Old Westbury passes wall amendment, introduces law intended to ease resident access to new legislation

Old Westbury passes wall amendment, introduces law intended to ease resident access to new legislation
Village of Old Westbury residents Mike Khorrami (right) and Myron St. Wecker were among the few residents who attended and participated in a public hearing Tuesday. (Photo by Teri West)

The Village of Old Westbury Board of Trustees passed a law that more closely regulates retaining walls and introduced another requiring all pending legislation to be posted on the village website at its meeting Tuesday night. 

The introduction of and eventual vote on the latter motion came in the middle of an often heated hour-long public hearing before the Board of Trustees about the wall amendment.

Trustee Leslie Fastenberg seemingly spontaneously dictated the new law.

“There is no reason that anything that we are doing should not be available to every resident, particularly when we are trying to introduce new code that’s going to impact people,” she said. “That’s the way to encourage participation.”

Resident Mikel Eisenberg was the first to raise concern about a lack of transparency. He had urged the board to postpone a vote on the wall amendment in September so as to give the village time to alert residents of the potential change but said that most residents still are unaware of the changes.

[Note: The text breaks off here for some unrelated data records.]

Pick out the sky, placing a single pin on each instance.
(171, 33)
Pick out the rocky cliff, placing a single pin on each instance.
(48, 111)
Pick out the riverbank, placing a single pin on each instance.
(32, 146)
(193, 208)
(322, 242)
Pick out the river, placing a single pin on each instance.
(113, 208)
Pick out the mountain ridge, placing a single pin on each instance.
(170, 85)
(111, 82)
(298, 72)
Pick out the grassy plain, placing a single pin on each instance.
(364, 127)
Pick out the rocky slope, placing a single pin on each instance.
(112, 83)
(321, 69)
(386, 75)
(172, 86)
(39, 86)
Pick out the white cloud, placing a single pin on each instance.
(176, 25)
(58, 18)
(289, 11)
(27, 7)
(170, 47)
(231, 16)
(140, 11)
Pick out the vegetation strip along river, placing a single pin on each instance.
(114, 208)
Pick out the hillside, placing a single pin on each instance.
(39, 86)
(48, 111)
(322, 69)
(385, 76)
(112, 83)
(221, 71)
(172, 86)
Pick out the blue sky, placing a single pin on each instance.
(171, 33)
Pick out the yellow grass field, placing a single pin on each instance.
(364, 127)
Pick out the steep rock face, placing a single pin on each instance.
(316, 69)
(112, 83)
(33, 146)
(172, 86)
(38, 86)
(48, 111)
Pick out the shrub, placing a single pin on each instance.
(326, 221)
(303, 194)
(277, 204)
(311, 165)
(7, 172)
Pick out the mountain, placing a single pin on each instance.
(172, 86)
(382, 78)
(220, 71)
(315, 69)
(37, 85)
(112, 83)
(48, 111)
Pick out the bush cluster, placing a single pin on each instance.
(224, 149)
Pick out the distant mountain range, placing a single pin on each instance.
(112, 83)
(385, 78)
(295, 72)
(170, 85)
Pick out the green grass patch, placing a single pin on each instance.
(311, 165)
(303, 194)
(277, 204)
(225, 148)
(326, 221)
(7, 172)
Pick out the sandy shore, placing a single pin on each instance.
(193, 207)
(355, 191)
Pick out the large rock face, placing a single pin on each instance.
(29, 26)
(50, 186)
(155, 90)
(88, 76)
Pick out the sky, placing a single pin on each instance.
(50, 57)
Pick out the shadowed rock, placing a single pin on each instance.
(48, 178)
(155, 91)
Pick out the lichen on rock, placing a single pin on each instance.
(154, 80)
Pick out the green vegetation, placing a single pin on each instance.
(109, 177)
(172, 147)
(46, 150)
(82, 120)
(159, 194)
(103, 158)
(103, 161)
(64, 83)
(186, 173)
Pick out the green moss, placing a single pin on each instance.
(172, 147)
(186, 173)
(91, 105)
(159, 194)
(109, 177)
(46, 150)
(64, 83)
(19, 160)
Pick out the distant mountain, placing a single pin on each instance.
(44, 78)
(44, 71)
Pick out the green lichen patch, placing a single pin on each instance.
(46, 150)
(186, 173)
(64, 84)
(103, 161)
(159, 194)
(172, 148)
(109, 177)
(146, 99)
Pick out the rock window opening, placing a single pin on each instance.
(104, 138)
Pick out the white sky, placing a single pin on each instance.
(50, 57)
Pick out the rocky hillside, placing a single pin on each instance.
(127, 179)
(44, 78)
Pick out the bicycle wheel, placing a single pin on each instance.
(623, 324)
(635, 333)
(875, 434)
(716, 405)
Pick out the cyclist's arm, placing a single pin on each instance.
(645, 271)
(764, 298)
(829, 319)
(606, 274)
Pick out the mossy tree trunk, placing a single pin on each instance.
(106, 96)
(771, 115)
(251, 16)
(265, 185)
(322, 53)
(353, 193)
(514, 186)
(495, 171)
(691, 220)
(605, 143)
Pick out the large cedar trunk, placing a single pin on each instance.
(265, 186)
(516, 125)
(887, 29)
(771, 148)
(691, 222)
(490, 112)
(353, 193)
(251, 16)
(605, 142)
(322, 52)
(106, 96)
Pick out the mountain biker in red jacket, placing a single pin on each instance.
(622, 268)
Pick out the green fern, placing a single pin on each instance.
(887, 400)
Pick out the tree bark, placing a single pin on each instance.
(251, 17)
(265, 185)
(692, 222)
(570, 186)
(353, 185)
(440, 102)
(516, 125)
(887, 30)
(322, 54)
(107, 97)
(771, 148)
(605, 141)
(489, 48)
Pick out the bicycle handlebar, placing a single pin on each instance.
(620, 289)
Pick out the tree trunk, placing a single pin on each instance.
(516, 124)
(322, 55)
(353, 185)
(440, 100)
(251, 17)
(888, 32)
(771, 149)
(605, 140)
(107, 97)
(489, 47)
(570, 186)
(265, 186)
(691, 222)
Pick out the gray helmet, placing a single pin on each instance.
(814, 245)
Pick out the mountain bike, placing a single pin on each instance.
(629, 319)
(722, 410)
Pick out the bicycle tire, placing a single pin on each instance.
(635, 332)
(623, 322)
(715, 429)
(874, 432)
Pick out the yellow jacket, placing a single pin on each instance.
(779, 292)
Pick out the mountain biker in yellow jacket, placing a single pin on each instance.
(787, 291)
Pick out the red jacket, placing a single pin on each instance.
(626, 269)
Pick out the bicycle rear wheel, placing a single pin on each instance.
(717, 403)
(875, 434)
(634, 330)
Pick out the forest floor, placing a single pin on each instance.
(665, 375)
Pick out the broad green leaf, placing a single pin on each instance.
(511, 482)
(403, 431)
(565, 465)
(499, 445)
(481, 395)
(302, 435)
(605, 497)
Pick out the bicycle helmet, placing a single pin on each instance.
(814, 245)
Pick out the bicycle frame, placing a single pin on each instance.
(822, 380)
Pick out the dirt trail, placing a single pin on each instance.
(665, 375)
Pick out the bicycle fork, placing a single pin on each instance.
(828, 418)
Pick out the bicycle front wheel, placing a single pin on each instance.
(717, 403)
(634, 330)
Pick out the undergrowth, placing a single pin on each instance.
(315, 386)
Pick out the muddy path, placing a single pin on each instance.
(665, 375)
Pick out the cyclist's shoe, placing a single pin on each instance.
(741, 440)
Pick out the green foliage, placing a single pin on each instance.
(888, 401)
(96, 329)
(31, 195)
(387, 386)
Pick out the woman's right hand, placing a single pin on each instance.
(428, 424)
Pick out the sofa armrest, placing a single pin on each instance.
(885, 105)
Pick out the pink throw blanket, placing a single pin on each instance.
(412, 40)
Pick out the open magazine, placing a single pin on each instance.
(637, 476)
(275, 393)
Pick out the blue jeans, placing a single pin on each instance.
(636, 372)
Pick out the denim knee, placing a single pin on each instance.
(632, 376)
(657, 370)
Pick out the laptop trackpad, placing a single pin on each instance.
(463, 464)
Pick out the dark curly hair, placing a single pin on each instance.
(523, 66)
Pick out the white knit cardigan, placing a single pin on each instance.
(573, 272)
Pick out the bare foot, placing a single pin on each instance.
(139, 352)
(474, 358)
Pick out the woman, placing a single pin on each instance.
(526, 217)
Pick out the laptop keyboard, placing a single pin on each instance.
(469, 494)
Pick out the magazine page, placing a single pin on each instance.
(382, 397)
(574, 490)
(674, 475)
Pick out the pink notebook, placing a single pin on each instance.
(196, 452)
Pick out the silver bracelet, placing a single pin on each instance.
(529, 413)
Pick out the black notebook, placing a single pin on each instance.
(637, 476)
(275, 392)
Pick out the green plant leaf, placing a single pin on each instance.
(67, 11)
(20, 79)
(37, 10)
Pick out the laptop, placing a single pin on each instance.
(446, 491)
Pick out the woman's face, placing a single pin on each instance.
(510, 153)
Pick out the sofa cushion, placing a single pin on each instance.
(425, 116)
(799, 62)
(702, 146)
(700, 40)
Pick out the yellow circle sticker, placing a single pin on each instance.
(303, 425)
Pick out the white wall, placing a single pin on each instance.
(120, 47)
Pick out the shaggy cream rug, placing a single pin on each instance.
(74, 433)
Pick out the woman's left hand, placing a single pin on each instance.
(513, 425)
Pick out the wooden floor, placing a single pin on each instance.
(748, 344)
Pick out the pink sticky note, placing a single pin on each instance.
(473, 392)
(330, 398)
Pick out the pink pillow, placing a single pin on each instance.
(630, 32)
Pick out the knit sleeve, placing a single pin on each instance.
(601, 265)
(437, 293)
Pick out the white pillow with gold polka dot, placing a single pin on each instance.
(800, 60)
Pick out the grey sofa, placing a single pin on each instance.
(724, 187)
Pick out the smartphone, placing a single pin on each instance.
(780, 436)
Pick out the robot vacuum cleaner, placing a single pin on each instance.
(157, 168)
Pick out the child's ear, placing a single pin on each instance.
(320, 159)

Myron St. Wecker, a resident at the meeting who said he attends them “just because I’ve lived in the village for nearly 50 years,” said that he had to go through the process of submitting a Freedom of Information Act request to view the retaining wall amendment in advance of Tuesday’s meeting.

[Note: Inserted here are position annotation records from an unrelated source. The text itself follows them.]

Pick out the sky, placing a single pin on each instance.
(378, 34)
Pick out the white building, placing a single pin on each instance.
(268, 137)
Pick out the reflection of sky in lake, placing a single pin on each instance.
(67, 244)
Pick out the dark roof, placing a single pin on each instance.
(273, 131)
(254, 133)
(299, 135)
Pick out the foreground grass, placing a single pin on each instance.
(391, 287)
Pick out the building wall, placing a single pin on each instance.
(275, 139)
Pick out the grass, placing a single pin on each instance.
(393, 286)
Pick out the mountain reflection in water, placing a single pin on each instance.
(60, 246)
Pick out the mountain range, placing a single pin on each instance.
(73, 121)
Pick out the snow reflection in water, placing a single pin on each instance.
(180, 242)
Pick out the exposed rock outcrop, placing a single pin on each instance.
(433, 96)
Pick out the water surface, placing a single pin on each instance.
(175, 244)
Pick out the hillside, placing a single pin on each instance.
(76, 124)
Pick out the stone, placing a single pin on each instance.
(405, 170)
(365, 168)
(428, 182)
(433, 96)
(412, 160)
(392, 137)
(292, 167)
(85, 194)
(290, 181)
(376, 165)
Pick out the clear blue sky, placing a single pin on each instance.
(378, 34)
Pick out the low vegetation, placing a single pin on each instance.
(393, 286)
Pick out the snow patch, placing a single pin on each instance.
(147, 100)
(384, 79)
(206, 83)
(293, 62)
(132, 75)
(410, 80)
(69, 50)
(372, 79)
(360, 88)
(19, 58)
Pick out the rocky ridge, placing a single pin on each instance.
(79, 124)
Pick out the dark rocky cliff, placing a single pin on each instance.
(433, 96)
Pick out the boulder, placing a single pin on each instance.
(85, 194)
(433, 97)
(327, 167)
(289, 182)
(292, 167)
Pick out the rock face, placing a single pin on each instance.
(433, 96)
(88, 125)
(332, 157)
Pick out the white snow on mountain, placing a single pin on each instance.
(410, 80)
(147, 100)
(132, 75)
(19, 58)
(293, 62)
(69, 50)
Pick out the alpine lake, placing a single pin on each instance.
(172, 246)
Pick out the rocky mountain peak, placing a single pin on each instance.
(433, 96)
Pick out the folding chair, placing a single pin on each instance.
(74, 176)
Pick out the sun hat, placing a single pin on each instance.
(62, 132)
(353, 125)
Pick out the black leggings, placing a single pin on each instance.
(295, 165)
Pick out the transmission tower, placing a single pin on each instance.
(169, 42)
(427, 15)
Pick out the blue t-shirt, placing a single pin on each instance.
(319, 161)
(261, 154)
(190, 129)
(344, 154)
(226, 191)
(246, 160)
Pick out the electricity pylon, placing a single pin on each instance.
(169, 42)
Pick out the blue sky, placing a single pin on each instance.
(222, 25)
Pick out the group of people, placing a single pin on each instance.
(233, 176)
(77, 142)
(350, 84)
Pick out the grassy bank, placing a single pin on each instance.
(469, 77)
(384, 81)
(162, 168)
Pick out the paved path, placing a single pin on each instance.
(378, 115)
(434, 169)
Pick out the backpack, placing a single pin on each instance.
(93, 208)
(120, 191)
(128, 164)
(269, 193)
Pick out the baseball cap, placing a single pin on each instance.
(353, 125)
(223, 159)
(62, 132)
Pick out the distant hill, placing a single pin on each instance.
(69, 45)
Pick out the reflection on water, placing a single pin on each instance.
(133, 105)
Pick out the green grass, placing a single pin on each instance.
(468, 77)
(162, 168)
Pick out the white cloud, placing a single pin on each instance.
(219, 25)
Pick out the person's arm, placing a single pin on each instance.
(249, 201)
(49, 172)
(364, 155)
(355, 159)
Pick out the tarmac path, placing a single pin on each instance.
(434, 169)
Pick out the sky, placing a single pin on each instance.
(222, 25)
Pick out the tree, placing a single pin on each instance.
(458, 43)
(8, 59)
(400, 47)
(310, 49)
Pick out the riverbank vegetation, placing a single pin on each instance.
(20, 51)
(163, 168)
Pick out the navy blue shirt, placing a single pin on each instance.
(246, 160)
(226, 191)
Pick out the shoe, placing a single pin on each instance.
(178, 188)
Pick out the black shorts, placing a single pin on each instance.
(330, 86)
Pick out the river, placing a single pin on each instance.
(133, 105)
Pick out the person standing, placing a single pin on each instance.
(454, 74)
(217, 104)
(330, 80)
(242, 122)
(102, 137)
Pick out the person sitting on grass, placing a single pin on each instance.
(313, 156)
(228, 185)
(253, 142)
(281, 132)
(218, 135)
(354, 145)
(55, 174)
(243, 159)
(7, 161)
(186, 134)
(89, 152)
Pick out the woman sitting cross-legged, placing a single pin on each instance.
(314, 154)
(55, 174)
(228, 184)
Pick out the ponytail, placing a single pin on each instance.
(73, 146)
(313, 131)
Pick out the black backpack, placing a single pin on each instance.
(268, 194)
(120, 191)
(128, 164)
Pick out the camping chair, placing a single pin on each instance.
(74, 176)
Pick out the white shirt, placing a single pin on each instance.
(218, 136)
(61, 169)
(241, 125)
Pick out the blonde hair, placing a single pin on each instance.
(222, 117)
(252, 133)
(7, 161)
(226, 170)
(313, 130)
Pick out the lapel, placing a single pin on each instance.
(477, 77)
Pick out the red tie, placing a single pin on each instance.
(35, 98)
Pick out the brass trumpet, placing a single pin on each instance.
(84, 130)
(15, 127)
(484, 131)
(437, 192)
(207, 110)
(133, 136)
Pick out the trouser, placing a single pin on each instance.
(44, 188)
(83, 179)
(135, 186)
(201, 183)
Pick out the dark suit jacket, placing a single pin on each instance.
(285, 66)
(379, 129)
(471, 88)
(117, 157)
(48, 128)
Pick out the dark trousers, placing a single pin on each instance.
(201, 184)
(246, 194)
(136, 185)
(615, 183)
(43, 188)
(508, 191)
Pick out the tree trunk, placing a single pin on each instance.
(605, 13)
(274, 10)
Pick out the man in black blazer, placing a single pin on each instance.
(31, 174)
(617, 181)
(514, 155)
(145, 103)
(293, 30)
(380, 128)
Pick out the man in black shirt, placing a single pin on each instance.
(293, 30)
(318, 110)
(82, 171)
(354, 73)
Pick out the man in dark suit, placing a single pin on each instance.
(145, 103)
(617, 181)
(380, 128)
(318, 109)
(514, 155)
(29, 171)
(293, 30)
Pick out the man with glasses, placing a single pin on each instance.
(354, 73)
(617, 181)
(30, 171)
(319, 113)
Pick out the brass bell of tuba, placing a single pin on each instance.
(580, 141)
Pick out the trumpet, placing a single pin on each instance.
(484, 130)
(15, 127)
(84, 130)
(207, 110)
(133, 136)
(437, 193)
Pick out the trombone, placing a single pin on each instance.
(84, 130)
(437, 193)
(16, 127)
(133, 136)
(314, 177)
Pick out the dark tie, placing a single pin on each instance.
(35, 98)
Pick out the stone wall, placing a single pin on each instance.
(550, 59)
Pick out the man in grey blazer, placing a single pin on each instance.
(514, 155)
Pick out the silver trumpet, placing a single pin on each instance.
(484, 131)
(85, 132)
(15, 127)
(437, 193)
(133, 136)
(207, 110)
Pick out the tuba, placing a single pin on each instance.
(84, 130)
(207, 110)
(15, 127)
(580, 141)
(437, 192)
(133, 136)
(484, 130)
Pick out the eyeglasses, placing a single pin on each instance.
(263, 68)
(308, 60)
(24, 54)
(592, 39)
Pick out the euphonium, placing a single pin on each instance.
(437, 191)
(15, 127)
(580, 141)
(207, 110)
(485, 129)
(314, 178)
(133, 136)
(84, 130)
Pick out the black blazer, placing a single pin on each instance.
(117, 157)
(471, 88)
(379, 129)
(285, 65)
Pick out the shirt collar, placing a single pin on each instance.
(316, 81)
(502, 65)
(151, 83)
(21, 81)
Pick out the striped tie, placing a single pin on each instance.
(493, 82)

After hearing such remarks, the Board of Trustees, with Trustee Edward Novick absent, unanimously approved the introduction of the local law, which will now be voted on in February.

The majority of the requirements in the retaining wall law that passed pertain to the construction of new walls, creating procedures for applying for permits and regulations about structure and aesthetics.

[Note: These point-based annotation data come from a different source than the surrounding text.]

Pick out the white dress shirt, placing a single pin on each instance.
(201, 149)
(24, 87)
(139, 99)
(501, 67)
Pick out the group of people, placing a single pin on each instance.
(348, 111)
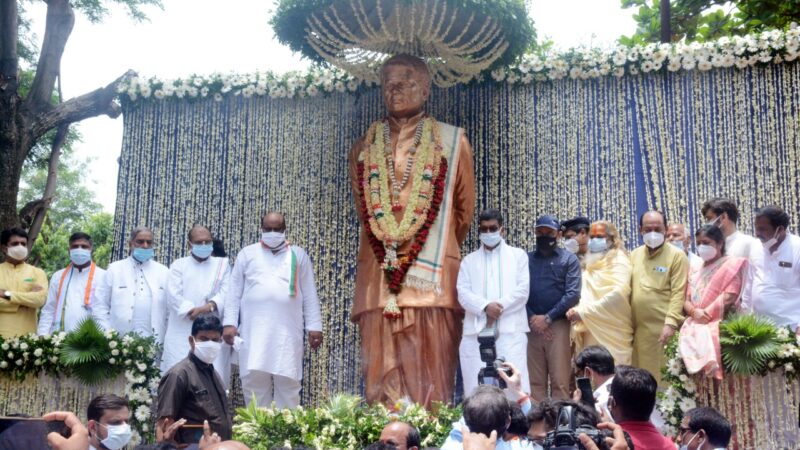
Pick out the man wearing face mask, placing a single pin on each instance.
(704, 429)
(72, 290)
(108, 425)
(555, 287)
(132, 295)
(774, 286)
(192, 391)
(576, 236)
(197, 285)
(678, 236)
(603, 316)
(658, 285)
(22, 286)
(272, 286)
(492, 285)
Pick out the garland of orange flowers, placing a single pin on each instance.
(384, 233)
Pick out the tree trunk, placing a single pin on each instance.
(50, 186)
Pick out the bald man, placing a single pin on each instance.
(272, 302)
(679, 236)
(658, 285)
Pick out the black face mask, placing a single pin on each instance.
(546, 243)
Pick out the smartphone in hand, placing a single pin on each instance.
(22, 433)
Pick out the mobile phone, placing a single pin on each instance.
(29, 433)
(585, 386)
(191, 433)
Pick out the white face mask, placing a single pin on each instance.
(571, 245)
(653, 239)
(707, 252)
(273, 239)
(686, 446)
(207, 351)
(118, 436)
(490, 239)
(18, 252)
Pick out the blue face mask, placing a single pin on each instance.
(143, 254)
(202, 251)
(80, 256)
(598, 245)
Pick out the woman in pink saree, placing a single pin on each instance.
(712, 291)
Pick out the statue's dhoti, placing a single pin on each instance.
(417, 354)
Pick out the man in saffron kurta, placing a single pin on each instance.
(22, 286)
(415, 354)
(658, 286)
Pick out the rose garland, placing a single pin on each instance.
(423, 208)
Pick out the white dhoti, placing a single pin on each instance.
(513, 347)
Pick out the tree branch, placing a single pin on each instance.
(60, 21)
(8, 47)
(95, 103)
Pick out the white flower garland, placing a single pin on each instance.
(31, 354)
(768, 47)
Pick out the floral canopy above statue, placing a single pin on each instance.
(458, 38)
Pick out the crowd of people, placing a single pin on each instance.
(579, 303)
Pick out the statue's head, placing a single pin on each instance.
(406, 84)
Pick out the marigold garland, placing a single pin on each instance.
(395, 274)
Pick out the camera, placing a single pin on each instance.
(487, 341)
(565, 436)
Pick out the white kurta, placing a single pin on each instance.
(270, 321)
(775, 284)
(65, 312)
(193, 283)
(502, 276)
(132, 297)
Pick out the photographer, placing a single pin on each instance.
(487, 411)
(633, 397)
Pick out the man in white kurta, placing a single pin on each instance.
(774, 284)
(132, 296)
(197, 285)
(72, 289)
(272, 300)
(493, 284)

The Planning Board subcommittee, for example, must now review permit applications for walls between two and five feet in height. Taller walls must be approved by the Planning Board.

Aesthetically, walls taller than two feet cannot be smooth concrete, but rather a material such as brick or stone “so as to minimize the negative visual impact of the wall,” the law says.

Regulations about repairing existing walls make up about a quarter of the zoning changes and focus on the need for a permit and conditions under which a potentially dangerous wall must be repaired.

The issue of required repair was the one section of the text that was modified Tuesday evening before the vote.

Initially, it required residents to self-inspect retaining walls annually.

Instead, residents must now notify the Building Department if their wall shows sign of damage, such as tipping, and the building superintendent may then require immediate repair after an inspection.

Resident Mike Khorrami was the first at the meeting to raise an issue about required self-inspection for homeowners.

Homeowners who do not feel confident in an ability to do so might incur an added expense of hiring someone to complete an inspection, he said. Otherwise, the village could potentially have grounds to sue a resident if a retaining wall becomes damaged.

Village Attorney Michael Sahn said that the potential for such a lawsuit could not be ruled out.

Fastenberg was the sole vote against the retaining wall amendment, expressing concern early on in the hearing about the level at which the village will be imposing regulations.

She cited the change from an initial zoning law a few paragraphs long to the amended version, which fills five pages, as “overzealous regulation” and as being introduced without concrete evidence that wall safety has been a major issue in the village.

“To me it looks like one more fee, it looks like one more permit and it looks like more power to the building inspector,” she said.

Mayor Fred Carillo responded that the law was not intended to be “draconian.” Trustee Marina Chimerine chimed in.

“Every single code and every single change that’s transpired is to promote the public health safety of the residents,” Chimerine said. “It’s not to hurt the residents. That’s not what we’re doing.”